= Aging (scheduling) =

Scheduling technique

In computer science for Operating systems, aging (US English) or ageing is a scheduling technique used to avoid starvation. Fixed priority scheduling is a scheduling discipline, in which tasks queued for utilizing a system resource are assigned a priority each. A task with a high priority is allowed to access a specific system resource before a task with a lower priority is allowed to do the same. A disadvantage of this approach is that tasks assigned with a lower priority may be starved when a large number of high priority tasks are queued. Aging is used to gradually increase the priority of a task, based on its waiting time in the ready queue.

==Problem==

In priority-based scheduling algorithms, a major problem is indefinite block, or starvation. A process that is ready to run but waiting for the CPU can be considered blocked.
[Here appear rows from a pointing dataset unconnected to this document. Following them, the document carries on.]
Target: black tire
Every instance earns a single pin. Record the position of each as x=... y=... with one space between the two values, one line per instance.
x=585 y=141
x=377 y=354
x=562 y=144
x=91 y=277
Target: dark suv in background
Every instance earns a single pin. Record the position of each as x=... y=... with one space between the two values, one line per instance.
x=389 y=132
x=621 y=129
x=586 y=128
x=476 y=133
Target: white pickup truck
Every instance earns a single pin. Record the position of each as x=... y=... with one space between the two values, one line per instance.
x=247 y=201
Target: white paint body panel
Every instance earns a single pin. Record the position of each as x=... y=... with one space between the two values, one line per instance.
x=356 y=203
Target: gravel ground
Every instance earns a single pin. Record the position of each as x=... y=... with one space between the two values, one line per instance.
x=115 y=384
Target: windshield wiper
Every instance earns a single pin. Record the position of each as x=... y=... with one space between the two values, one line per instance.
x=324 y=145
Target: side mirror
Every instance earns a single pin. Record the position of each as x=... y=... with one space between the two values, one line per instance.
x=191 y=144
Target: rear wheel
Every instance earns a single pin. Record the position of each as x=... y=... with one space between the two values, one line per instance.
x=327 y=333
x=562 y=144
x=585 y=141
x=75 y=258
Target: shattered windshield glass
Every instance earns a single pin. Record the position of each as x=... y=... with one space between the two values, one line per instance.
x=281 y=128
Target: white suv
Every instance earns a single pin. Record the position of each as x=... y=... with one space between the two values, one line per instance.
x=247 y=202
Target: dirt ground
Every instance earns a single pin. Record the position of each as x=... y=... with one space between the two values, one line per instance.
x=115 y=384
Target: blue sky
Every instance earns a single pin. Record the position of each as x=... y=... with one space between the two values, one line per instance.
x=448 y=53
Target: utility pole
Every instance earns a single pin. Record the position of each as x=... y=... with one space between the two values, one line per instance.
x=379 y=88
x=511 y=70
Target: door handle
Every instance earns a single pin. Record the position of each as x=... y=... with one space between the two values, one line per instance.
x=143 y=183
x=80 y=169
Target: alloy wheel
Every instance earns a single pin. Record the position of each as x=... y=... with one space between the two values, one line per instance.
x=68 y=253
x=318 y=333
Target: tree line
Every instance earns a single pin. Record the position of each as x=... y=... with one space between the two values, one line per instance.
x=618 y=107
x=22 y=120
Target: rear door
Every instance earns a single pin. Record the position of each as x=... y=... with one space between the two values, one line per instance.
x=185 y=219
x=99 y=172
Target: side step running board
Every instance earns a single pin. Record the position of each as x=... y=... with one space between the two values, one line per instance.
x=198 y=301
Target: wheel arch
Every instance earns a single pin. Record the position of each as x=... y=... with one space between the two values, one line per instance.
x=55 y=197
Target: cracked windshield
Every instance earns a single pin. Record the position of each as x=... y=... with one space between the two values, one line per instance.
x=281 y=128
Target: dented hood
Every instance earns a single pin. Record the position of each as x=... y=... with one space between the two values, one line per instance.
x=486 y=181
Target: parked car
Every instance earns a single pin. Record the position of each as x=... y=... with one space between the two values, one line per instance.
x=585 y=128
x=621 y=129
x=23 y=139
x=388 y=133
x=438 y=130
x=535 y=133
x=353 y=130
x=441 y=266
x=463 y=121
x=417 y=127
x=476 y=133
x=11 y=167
A priority scheduling algorithm can leave some low-priority processes waiting indefinitely. A steady stream of higher-priority processes can prevent a low-priority process from ever getting the CPU.

==Application==

Aging is used to ensure that jobs with lower priority will eventually complete their execution. This technique can be used to reduce starvation of low priority tasks.
There are many ways to implement aging, but all have the same principle that the priority of a process should increase as it waits in the ready queue. The increase in priority may or may not be equal to the waiting time of the process.

==Example==

Suppose a system with priority range of 0–511. In this system, 0 means highest priority.
Consider a process with priority 127. If we increase its priority by 1 every 15 minutes, then in less than 32 hours the process will age to 0 priority and get executed.